Kay asked, “Would your queen’s man truly rish with his traveling companions?”

The four Gleaners tittered. Beedj and Moonwa boomed their laughter. A little woman—Perilack—said to Kay, “If the Grass Giant women would notice. Size matters. But you, you and we might make something happen.”

Perilack and Kaywerbrimmis looked at each other as if both taken by the same notion. The little woman took Kay’s elbow; Kay’s arm brushed the Gleaner’s feathers. He suggested, “I expect you accumulate these faster than you can use them?”

She said, “No, the skins spoil quickly. We can trade a few, not many.”

“What if we could find a way to delay the spoilage?”

From time to time Valavirgillin would catch a foul whiff of battlefield stench and snort it out. But the smells weren’t reaching Kaywerbrimmis. Not him! Kay was into trader mode. His mind was in a place where win and lose were a matter of numbers, where discomfort was an embarrassment one could not afford, where an empire survived because one hominid’s trash was another’s ore bed.

Full night had fallen. But by the faint flash of an arc of daylit Arch, she saw Beedj’s broad grin. She asked the Grass Giant, “Have you watched bargaining sessions?”

“Some. Louis Wu came when I was a child, but agreements were all between him and the old Thurl. The Reds made peace with us thirty falans ago; we parceled up habitats. Twenty-four falans ago we gathered with the Reds and Sea People, shared maps. All peoples have learned things about the new territory. But all find Grass Giants awkwardly large.”

A polite disclaimer would not be believed. Vala reached up to grasp elbows with the Grass Giant. She’d been listening for Ghouls in the night, but the only sound was the rain.

The clouds had closed. It had become full dark.

One of the Gleaner men asked, “Should we only wait?
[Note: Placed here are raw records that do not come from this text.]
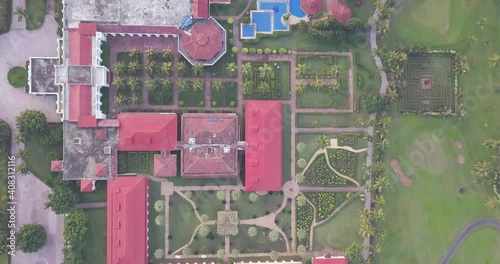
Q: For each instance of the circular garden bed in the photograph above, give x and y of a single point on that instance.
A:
(18, 77)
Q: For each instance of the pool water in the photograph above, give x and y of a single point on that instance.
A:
(248, 31)
(262, 20)
(295, 9)
(279, 9)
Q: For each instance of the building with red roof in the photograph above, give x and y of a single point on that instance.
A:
(311, 7)
(327, 259)
(204, 42)
(147, 131)
(127, 219)
(340, 11)
(263, 155)
(209, 145)
(165, 165)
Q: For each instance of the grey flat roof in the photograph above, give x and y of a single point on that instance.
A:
(80, 159)
(130, 12)
(43, 75)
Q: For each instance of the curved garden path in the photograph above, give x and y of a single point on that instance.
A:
(484, 222)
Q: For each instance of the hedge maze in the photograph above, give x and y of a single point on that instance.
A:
(428, 84)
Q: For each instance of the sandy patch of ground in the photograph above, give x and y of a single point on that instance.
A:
(403, 179)
(459, 144)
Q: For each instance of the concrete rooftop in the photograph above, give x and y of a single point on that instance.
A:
(129, 12)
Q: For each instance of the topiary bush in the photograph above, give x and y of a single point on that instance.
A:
(18, 77)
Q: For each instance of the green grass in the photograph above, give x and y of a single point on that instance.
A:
(156, 232)
(181, 215)
(286, 144)
(486, 238)
(95, 251)
(419, 219)
(341, 230)
(18, 77)
(35, 14)
(39, 162)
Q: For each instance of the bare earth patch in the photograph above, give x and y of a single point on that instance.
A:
(403, 179)
(459, 144)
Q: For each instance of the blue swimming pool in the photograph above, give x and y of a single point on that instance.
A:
(248, 31)
(279, 9)
(295, 9)
(262, 21)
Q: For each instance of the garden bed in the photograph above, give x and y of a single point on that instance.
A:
(225, 96)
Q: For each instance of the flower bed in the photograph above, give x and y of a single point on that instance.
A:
(320, 174)
(326, 203)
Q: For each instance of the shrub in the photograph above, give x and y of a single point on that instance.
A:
(31, 237)
(18, 77)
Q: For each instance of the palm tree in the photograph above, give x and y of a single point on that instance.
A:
(263, 87)
(217, 85)
(265, 71)
(318, 83)
(166, 53)
(119, 67)
(119, 100)
(118, 82)
(197, 86)
(247, 69)
(182, 84)
(300, 87)
(151, 84)
(197, 68)
(322, 141)
(494, 60)
(20, 12)
(134, 52)
(231, 68)
(150, 52)
(134, 66)
(166, 67)
(334, 70)
(301, 70)
(181, 66)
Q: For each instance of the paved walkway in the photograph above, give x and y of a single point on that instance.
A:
(484, 222)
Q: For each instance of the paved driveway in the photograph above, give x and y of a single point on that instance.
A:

Would they find that more polite?”

Manack, wasn’t it? Hair thicker around the throat, as if he were an alpha male and Silack a beta. In a good many hominid species, one male got most of the action; but Vala didn’t know that about Gleaners.
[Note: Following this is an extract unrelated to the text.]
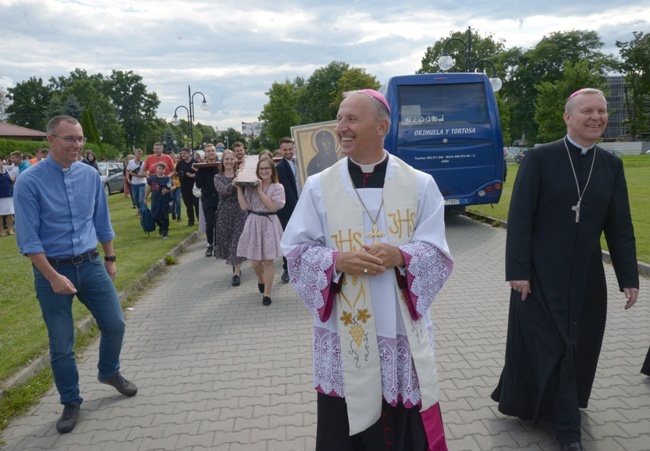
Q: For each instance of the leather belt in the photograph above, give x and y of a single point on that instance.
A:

Vala said, “Manack, we’re here. In their habitat. You may even consider that we’ve come to entertain the lords of the night. Will you share rishathra?” To Beedj she quickly added, “Beedj, this is for size, to leave me larger. I expect Whand will go with Moonwa first …” Though Kay and Perilack, she noticed, were no longer talking business. Philosophies differ.

***

To rish with a Gleaner male was no more than foreplay.

Rishathra with the Thurl’s heir was something else again. It had its pleasures. He was big. He was very eager. He was very proud of his self-restraint, though it was right at the edge of his control. He was very big.

Kaywerbrimmis was having a wonderful night, or seemed to be. He was sharing some joke or secret with Moonwa now. Good trader, that one; a generally good man. Vala kept looking in his direction.

They’d mated. Vala couldn’t get her mind out of that mode … shouldn’t try, really. It was a good mind-set for a rishathra party. Still.

Mating is a matter of order. Eons of evolution have shaped many hominid’s mating responses: approach, scents, postures and positions, visual and tactile cues. Culture shapes more: dances, cliques, styles, permitted words and phrases.

But evolution never touches sex outside one’s species, and rishathra is always an art form. Where shapes don’t fit, other shapes might be found. Those who cannot participate can watch, can give ribald advice …

Can stand guard, for that matter, when a trader’s body or mind needs a rest.

The night was almost silent, but not every whisper was wind. Ghouls should be out there. It was their duty. But if for any reason word hadn’t reached them of a corpse-strewn battlefield, then those sounds might be vampires.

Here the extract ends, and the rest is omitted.